Ein echter Ruhestand sieht wohl anders aus: Bevor Alex Wurz seinen Helm endgültig an den Nagel hängt, will es der 41jährige bei den 24 Stunden von Daytona noch einmal wissen. Der Österreicher, der in seiner Karriere zweimal die 24 Stunden von Le Mans gewinnen konnte, hat sich für den US-Klassiker ein ganz besonderes Ziel gesetzt: Er will sich den Sieg schnappen und damit seinen persönlichen "Grand Slam" perfekt machen.

"Für mich gibt es vier klassische Langstreckenrennen: Le Mans, Petit Le Mans, Sebring und Daytona", verrät Wurz im Gespräch mit racer.com und ergänzt: "Die ersten drei habe ich alle bereits gewonnen, und ich habe immer gesagt, dass mir Daytona auf dieser Liste noch fehlt." Die 24h von Le Mans gewann Wurz 1996 und 2009, die 12h von Sebring 2010. Beim "Petit Le Mans", einem ALMS-Lauf über 1.000 Meilen in Road Atlanta, triumphierte der Österreicher 2011.

"Außerdem bekommt man für den Sieg dort eine sehr schöne Uhr, die ich gerne haben möchte", ergänzt Wurz in Bezug auf den Titelsponsor des Rennens mit einem Augenzwinkern. Gemeinsam mit Sportwagendebütant Lance Stroll, Langstreckenweltmeister Brendon Hartley und Tourenwagenchampion Andy Priaulx wird der ehemalige Formel-1-Pilot heuer für das Team von Chip Ganassi an den Start gehen, das im Vorjahr in Daytona siegreich blieb.

"Das Timing war ziemlich merkwürdig", erinnert sich Wurz an den Anruf des Teams und berichtet: "Daytona ist ein Rennen, das ich schon immer fahren wollte, aber weil ich im Januar immer mit Tests für das Werksteam beschäftigt war, hatte ich nie die Chance dazu. Sie riefen mich an dem Tag an, an dem ich meinen Rücktritt bekanntgab. Ich sagte: 'Das Timing ist ziemlich merkwürdig, aber ich würde es gerne machen.'"

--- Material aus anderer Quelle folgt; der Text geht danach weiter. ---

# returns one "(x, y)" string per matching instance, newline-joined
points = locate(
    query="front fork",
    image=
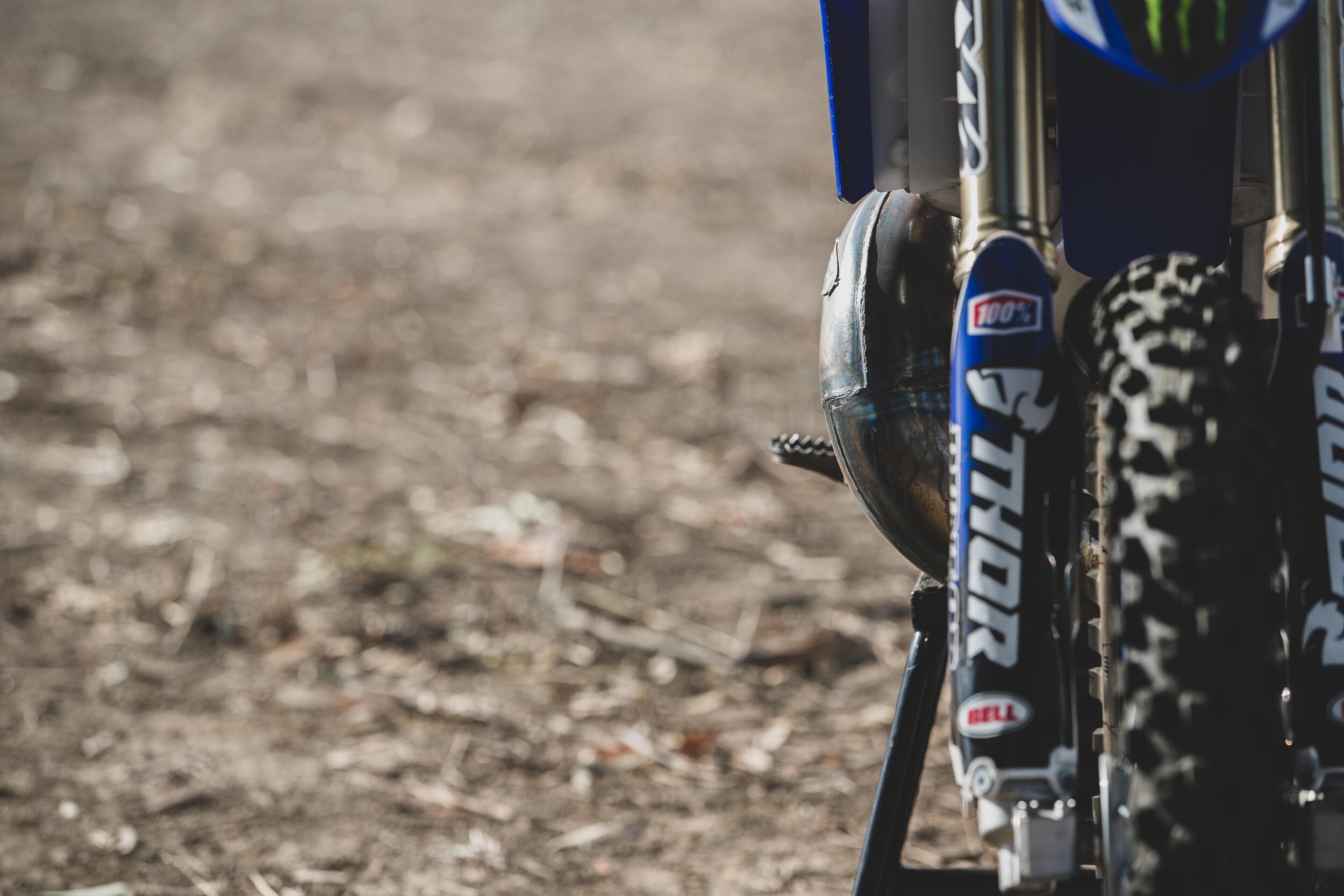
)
(1017, 467)
(1304, 254)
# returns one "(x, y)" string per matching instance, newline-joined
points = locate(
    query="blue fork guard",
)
(1015, 453)
(845, 28)
(1313, 528)
(1143, 170)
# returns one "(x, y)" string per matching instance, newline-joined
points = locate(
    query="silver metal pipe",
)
(1285, 108)
(1003, 157)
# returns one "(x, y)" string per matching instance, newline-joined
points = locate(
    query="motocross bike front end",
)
(1140, 529)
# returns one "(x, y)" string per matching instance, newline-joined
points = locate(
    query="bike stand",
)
(881, 872)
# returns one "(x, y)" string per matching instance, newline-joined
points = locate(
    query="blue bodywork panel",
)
(845, 27)
(1015, 465)
(1313, 529)
(1143, 170)
(1233, 33)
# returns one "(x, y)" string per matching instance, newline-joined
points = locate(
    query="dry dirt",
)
(330, 327)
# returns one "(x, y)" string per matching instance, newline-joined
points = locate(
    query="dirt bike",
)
(1132, 531)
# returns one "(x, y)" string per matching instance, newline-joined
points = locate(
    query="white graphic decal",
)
(1277, 15)
(1327, 617)
(1012, 391)
(1335, 709)
(971, 87)
(1081, 18)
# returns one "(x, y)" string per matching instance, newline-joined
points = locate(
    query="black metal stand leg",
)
(926, 666)
(881, 872)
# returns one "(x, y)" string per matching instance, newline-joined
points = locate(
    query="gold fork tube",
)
(1003, 174)
(1285, 108)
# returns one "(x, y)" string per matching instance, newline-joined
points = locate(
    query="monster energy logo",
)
(1156, 11)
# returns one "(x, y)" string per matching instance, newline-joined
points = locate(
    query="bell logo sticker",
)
(1003, 313)
(988, 715)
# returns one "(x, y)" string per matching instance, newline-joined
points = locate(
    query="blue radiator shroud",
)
(1143, 170)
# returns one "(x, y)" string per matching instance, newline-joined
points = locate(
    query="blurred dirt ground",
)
(373, 375)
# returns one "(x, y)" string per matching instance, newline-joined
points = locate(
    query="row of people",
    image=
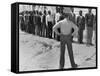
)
(41, 24)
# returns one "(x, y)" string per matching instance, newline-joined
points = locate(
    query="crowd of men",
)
(41, 23)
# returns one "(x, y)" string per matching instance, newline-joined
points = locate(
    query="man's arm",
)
(55, 28)
(75, 29)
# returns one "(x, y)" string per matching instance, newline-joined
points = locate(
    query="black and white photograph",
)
(56, 37)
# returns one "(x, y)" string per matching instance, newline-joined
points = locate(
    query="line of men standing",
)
(38, 23)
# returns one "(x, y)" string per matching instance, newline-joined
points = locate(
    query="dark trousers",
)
(44, 29)
(58, 37)
(50, 25)
(66, 39)
(80, 35)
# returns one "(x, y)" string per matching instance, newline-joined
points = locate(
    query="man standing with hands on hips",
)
(66, 34)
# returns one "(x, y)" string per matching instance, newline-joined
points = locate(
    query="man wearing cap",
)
(65, 34)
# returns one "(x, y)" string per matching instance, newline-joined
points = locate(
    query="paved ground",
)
(37, 53)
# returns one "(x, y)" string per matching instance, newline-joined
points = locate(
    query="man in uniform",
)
(89, 17)
(66, 34)
(81, 25)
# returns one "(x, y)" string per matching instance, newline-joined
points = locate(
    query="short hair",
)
(49, 12)
(40, 13)
(44, 11)
(80, 11)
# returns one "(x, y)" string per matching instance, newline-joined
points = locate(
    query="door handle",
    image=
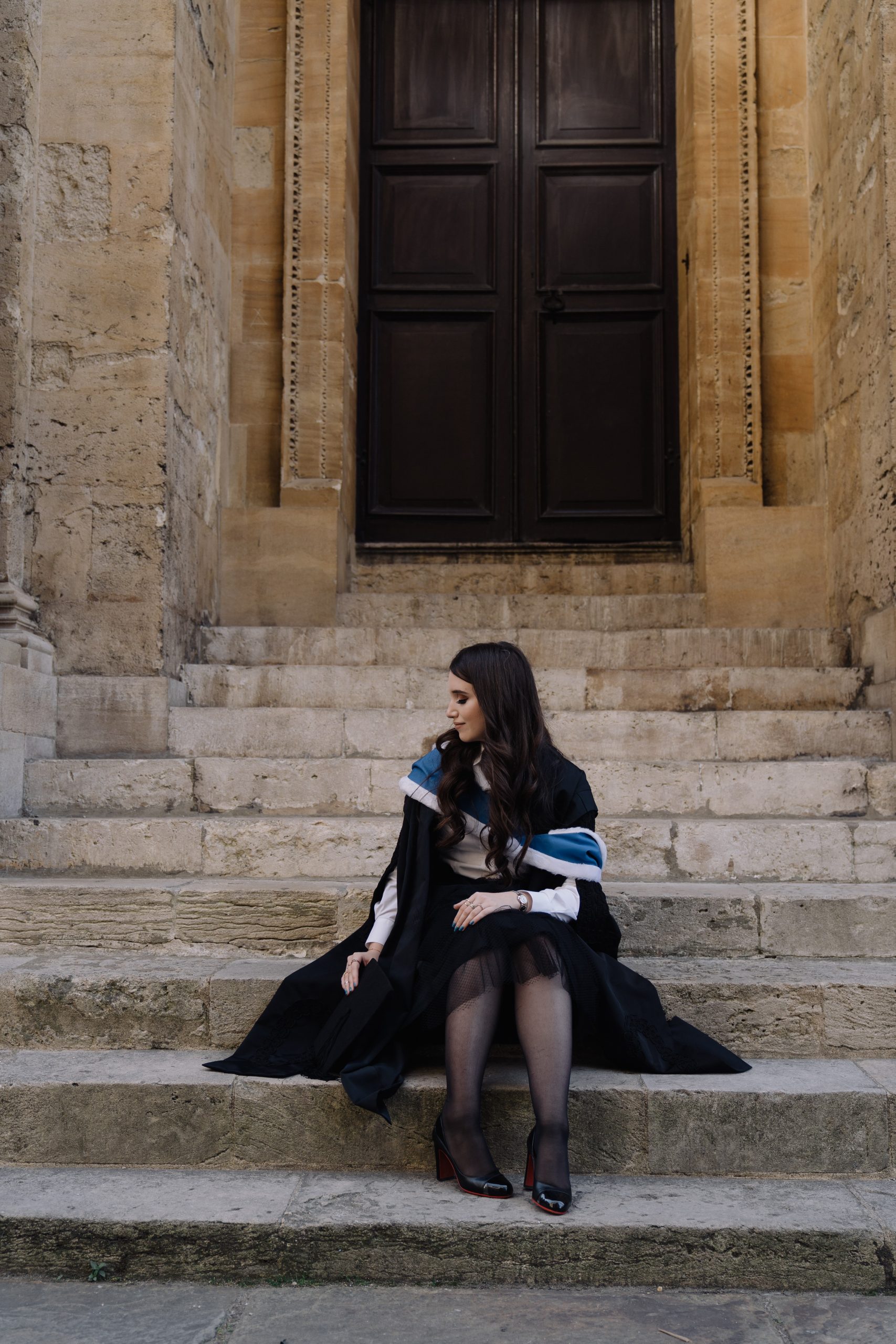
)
(554, 301)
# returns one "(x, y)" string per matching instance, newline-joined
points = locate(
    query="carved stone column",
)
(718, 229)
(320, 349)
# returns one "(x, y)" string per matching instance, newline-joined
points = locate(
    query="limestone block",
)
(292, 847)
(64, 1107)
(102, 716)
(388, 733)
(794, 689)
(239, 992)
(93, 1002)
(38, 748)
(27, 702)
(11, 773)
(101, 296)
(882, 790)
(62, 549)
(94, 785)
(386, 796)
(676, 920)
(140, 191)
(257, 917)
(279, 566)
(645, 786)
(817, 920)
(309, 788)
(782, 1117)
(107, 639)
(818, 733)
(294, 687)
(743, 554)
(104, 913)
(254, 646)
(637, 850)
(256, 733)
(884, 1073)
(789, 851)
(125, 99)
(695, 689)
(785, 788)
(101, 844)
(85, 438)
(875, 846)
(879, 644)
(73, 193)
(757, 1019)
(253, 158)
(636, 736)
(127, 546)
(108, 27)
(860, 1015)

Tipps will sich Wurz unter anderem von Dario Franchitti holen, der in seiner Karriere viele Jahre in den USA für Chip Ganassi gefahren ist. "Es ist gut, so einen guten Fahrer wie Dario als Freund zu haben", sagt Wurz, der mit einem Augenzwinkern erklärt, während des langen Rennens einige freundschaftliche Gefallen vom erfahrenen Schotten einfordern zu wollen.

Gleichzeitig stellt Wurz noch einmal klar, dass es sich bei der Daytona-Teilnahme um eine einmalige Angelegenheit handelt. "Ich habe keine Pläne, wieder Vollzeit zu fahren", sagt der 41jährige, verrät aber: "Nach Daytona würde ich gerne an einem kleineren Rallycrossevent teilnehmen." Das kommt nicht von ungefähr: Sein Vater Franz Wurz holte in den 70er und 80er Jahren drei europäische Rallycrosstitel.